The IslandThe Island
Director: Michael Ritchie

Cast: Michael Caine, David Warner, Angela Punch McGrego
Review by Brian M. Sammons

Arrrrr, where be my pirate booty?

Ok, that’s the mandatory talk like a pirate bit out of the way. Sorry, but anything pirate related just has to have something like that in it, it’s the law or something.

Now I know what you’re thinking, “why is Brian so damn awesome?” Well I can’t answer that, it’s just a gift I guess. Just like I can guess that your second question is, “why is Brian reviewing The Island, a pirate movie, on a horror website?” Well for two reasons. One, this pirate tale was penned by Peter Benchley who dreamt up Jaws, so for that alone I’ll give him a pass … once. And two, this new Blu-ray came out from my newest most favorite BD/DVD production company out there, the magnificent Scream Factory. So far those cats can do no wrong, but will this bucket full of buckled swash be their first misstep? Well grab your eye patch, your parrot, and your cutlass, because its pirate time. Please don’t tell the ninjas, they’d get so jealous.

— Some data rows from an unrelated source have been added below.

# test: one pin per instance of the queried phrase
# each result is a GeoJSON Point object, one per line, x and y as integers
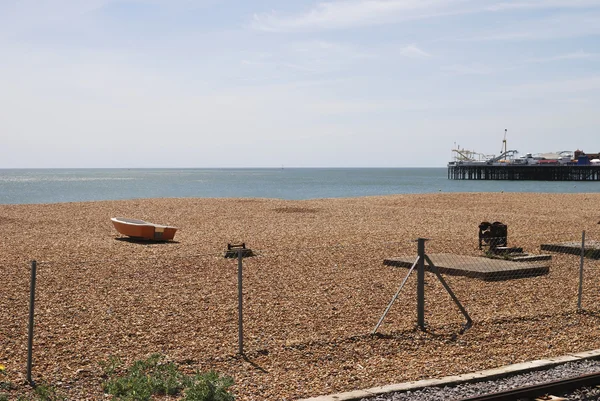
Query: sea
{"type": "Point", "coordinates": [27, 186]}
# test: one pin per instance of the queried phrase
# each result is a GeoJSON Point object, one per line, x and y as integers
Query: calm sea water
{"type": "Point", "coordinates": [74, 185]}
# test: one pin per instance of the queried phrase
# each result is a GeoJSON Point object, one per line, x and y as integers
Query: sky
{"type": "Point", "coordinates": [297, 83]}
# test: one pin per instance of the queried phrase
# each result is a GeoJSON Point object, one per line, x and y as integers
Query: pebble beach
{"type": "Point", "coordinates": [312, 294]}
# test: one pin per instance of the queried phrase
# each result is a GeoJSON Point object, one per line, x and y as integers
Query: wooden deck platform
{"type": "Point", "coordinates": [476, 267]}
{"type": "Point", "coordinates": [592, 248]}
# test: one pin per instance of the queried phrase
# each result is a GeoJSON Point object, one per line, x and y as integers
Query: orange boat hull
{"type": "Point", "coordinates": [140, 229]}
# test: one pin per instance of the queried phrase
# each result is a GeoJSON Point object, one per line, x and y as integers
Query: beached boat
{"type": "Point", "coordinates": [141, 229]}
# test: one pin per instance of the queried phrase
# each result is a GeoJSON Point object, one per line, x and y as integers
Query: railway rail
{"type": "Point", "coordinates": [539, 390]}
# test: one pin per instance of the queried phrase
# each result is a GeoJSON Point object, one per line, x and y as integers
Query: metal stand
{"type": "Point", "coordinates": [240, 251]}
{"type": "Point", "coordinates": [580, 295]}
{"type": "Point", "coordinates": [31, 314]}
{"type": "Point", "coordinates": [420, 263]}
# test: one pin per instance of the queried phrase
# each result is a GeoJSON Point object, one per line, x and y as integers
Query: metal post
{"type": "Point", "coordinates": [240, 317]}
{"type": "Point", "coordinates": [31, 312]}
{"type": "Point", "coordinates": [395, 297]}
{"type": "Point", "coordinates": [581, 270]}
{"type": "Point", "coordinates": [421, 283]}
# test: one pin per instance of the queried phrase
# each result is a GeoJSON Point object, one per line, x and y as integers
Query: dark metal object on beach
{"type": "Point", "coordinates": [234, 249]}
{"type": "Point", "coordinates": [493, 235]}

From the mind of the man who made watery thrills his thing comes this tale of modern day pirates. But if you’re expecting Somali thugs with machineguns and RPGs then you’d be mistaken. That bit of reality is nowhere near as romantic enough for this movie that has descendants of old school French pirates living in seclusion on a tiny, unmapped island in the Caribbean. Yes, these are pirates of the Caribbean, pretty much as they appeared in the Johnny Depp movie, just far less corny and placed in the modern setting.

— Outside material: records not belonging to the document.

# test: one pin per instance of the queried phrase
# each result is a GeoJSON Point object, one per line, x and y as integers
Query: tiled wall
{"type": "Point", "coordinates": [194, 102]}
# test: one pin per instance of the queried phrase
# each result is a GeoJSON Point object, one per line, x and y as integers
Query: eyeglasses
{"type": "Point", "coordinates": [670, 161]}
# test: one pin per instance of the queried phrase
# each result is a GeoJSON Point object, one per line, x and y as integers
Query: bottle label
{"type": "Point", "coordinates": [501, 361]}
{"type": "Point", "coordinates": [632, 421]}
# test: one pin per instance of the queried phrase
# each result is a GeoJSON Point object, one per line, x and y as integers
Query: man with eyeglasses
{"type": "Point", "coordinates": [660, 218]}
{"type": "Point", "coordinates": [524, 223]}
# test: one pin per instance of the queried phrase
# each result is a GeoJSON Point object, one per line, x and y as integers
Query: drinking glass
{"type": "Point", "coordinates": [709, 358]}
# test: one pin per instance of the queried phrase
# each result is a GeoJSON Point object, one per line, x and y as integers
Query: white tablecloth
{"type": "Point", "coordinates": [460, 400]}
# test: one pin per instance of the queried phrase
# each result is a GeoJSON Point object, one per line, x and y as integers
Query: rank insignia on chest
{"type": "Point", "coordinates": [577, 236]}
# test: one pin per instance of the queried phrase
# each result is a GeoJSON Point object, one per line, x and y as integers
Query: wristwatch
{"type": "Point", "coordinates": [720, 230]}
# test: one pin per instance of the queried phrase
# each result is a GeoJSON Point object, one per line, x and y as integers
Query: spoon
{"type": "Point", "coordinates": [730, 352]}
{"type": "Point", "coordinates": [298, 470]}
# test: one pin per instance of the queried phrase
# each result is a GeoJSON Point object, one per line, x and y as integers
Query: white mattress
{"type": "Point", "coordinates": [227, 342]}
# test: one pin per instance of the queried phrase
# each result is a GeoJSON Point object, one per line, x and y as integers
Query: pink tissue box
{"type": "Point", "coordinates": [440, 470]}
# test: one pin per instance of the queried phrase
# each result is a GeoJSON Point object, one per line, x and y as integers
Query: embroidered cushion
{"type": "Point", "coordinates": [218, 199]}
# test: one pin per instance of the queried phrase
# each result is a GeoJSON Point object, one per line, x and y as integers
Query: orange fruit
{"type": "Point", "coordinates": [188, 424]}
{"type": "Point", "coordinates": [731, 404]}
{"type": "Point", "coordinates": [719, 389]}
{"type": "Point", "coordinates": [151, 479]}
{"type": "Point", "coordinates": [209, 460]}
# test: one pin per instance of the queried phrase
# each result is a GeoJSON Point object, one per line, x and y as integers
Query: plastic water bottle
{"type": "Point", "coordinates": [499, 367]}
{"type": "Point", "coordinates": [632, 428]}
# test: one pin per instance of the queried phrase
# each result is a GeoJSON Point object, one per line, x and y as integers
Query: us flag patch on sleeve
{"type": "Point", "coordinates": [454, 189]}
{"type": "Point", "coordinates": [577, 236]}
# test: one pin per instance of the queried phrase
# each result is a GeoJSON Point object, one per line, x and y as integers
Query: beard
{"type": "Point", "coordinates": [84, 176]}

Michael Caine plays a reporter who goes to the Caribbean to do a story on why so many boats have gone missing in the Bermuda Triangle. He brings with him his estranged son so they can get closer together on this working vacation. Before you can say “shiver me timbers” (sorry I can’t help myself) Caine and his son run into the scurvy seadogs and are taken prisoner. The reporter is kept alive to make it with some of the pirate wenches so he can add some much needed “new blood” to the pirates to offset their incestuous lifestyle. Also, so he can act as a scribe for the illiterate pirates. Meanwhile the leader of the sea raiders has taken a special interest in the reporter’s son and set about brainwashing him into become his surrogate son and heir. Thus begins the thrust of the story where Michael Caine tries to both escape the island of pirates and win his son back who is starting to like the bloodthirsty life a little too much.

The Island takes a somewhat plausible, if highly unlikely, premises of old fashioned pirates still alive and well today, or at least the today of 1980, and then sadly sort of meanders around with it. There’s some good cutthroat violence, Michael Caine does a good job being the beleaguered father, and perennial villain David Warner is really good as the pirate leader. Unfortunately the movie overall is a bit tedious. It’s not exactly bad, but it is just not thrilling as anything with pirates in it should be.

Sadly The Island is the low point for the Scream Factory releases thus far. However rather than that be a condemnation, it’s actually says loads about the overall quality of all the other stuff they have so far released. And again, this movie isn’t all that horrible. That said, I think Scream Factory knew the strength of this film before they released it as it is as barebones as it gets. It is devoid of any special features whatsoever and it doesn’t even have a slipcover or any of the physical extras that have become standard for Scream Factory releases. It does come as a Blu-ray/DVD 2 pack, so there is that.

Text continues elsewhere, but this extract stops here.